Tribunal Administratif de Limoges — Décision N° TA87-2101178

jeudi 11 avril 2024

JuridictionTribunal Administratif de Limoges
SectionTribunal Administratif de Limoges
N° DossierTA87-2101178
TypeDécision
RecoursExcès de pouvoir
Formation2ème chambre
Avocat requérantROUX

Texte intégral

Vu la procédure suivante :

Par une requête et un mémoire enregistrés le 14 juillet 2021 et le 11 mars 2024, Mme A D, représentée par Me Roux, demande au tribunal :

1°) d'annuler la décision du 19 mars 2021 par laquelle le préfet de la Haute-Vienne a rejeté sa demande tendant au renouvellement de son titre de séjour ;

2°) d'enjoindre au préfet de la Haute-Vienne, à titre principal, de lui délivrer un titre de séjour et de travail d'un an et, à titre subsidiaire, de réexaminer sa demande dans le délai de deux mois suivant la notification du jugement à intervenir ;

3°) de mettre à la charge de l'État, au bénéfice de son conseil, une somme de 1 794 euros au titre des article 37 et 75 de la loi du 10 juillet 1991.

Elle soutient que :

- le refus de renouvellement de son titre de séjour est entaché d'un vice de forme dès lors que la commission du titre de séjour n'a pas été saisie ;

- il appartient au préfet de justifier de l'avis de l'Ofii dont il se prévaut et de son caractère régulier ; il doit établir l'existence du rapport émis, sa transmission, et le respect des formes et délai prévus par l'arrêté du 27 décembre 2016 ; le préfet doit également démontrer que le collège des médecins a délibéré ;

- la décision attaquée méconnaît l'article 28 de la convention internationale des droits de l'enfant ;

- elle méconnaît l'article L. 311-12 du code de l'entrée et du séjour des étrangers et du droit d'asile et est entachée d'erreur manifeste d'appréciation ;

- elle méconnaît le droit au respect de la vie privée et familiale protégé par le préambule de la Constitution de 1946, le pacte international relatif aux droits civils et politiques de 1966 et l'article 8 de la convention européenne de sauvegarde des droits de l'homme et des libertés fondamentales ; elle est entachée d'une erreur manifeste d'appréciation de ses conséquences sur sa situation personnelle ;

- elle méconnaît l'article 3-1 de la convention internationale des droits de l'enfant du 26 janvier 1990 ;

- un titre de séjour lui a été délivré le 3 février 2023.

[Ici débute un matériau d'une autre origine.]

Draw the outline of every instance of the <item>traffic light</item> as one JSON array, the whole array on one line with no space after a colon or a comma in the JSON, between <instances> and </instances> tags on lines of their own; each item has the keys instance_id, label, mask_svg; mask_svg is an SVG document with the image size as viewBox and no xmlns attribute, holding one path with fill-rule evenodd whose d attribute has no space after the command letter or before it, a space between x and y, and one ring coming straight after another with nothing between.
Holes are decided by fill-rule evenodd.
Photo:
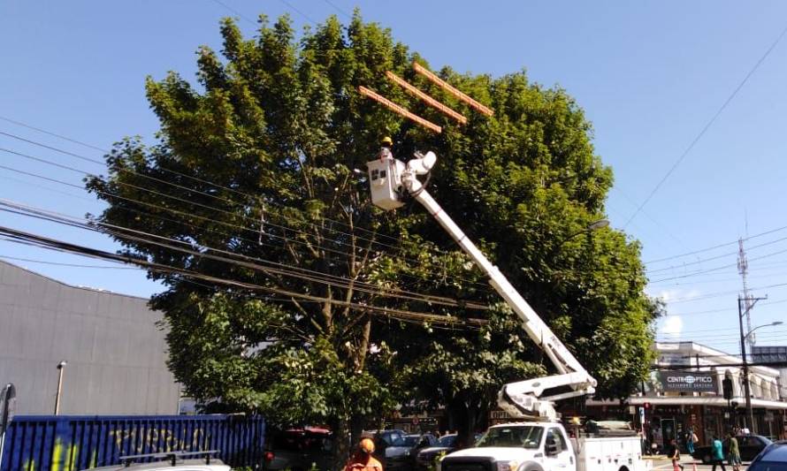
<instances>
[{"instance_id":1,"label":"traffic light","mask_svg":"<svg viewBox=\"0 0 787 471\"><path fill-rule=\"evenodd\" d=\"M732 379L725 377L722 380L722 390L724 392L724 399L730 400L732 399Z\"/></svg>"}]
</instances>

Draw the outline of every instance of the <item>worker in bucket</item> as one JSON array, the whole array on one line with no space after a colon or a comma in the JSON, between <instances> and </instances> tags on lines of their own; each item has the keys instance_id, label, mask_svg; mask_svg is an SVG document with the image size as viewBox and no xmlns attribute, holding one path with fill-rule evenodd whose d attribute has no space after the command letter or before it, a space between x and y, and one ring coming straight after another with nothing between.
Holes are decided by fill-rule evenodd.
<instances>
[{"instance_id":1,"label":"worker in bucket","mask_svg":"<svg viewBox=\"0 0 787 471\"><path fill-rule=\"evenodd\" d=\"M357 450L344 467L344 471L383 471L383 465L371 456L373 452L374 442L371 438L362 439Z\"/></svg>"},{"instance_id":2,"label":"worker in bucket","mask_svg":"<svg viewBox=\"0 0 787 471\"><path fill-rule=\"evenodd\" d=\"M391 151L391 148L394 147L394 140L390 137L386 136L380 140L380 153L379 157L380 160L390 158L394 158L394 153Z\"/></svg>"}]
</instances>

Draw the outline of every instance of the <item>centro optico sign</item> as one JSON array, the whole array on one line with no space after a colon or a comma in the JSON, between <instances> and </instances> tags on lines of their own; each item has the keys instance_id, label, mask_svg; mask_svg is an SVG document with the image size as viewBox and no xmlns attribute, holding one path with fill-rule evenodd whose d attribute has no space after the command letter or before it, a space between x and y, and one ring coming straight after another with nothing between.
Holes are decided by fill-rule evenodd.
<instances>
[{"instance_id":1,"label":"centro optico sign","mask_svg":"<svg viewBox=\"0 0 787 471\"><path fill-rule=\"evenodd\" d=\"M717 392L716 375L714 373L661 371L660 380L664 391Z\"/></svg>"}]
</instances>

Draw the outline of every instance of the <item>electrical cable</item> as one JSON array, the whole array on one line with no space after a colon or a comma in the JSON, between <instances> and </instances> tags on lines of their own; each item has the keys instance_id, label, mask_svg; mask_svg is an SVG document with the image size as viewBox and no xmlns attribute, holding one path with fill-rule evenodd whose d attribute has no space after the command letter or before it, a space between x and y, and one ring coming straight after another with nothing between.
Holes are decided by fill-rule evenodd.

Par un mémoire en défense enregistré le 16 septembre 2021, le préfet de la Haute-Vienne conclut au rejet de la requête comme non-fondée.

Il soutient que les moyens soulevés par la requérante sont infondés.

Par une lettre du 14 mars 2023, les parties ont été informées, en application de l'article R. 611-7 du code de justice administrative, de ce que le jugement à intervenir était susceptible d'être fondé sur un moyen d'ordre public tiré du non-lieu à statuer en raison de la délivrance à Mme D d'un titre de séjour pluriannuel valable jusqu'au 2 février 2025.

Mme D a obtenu le bénéfice de l'aide juridictionnelle totale par une décision du 19 mai 2021.

Vu les autres pièces du dossier.

Vu :

- la convention européenne de sauvegarde des droits de l'homme et des libertés fondamentales ;

- la convention internationale des droits de l'enfant ;

- le code de l'entrée et du séjour des étrangers et du droit d'asile ;

- le code de justice administrative.

Le président de la formation de jugement a dispensé la rapporteure publique, sur sa proposition, de prononcer des conclusions à l'audience.

Les parties ont été régulièrement averties du jour de l'audience.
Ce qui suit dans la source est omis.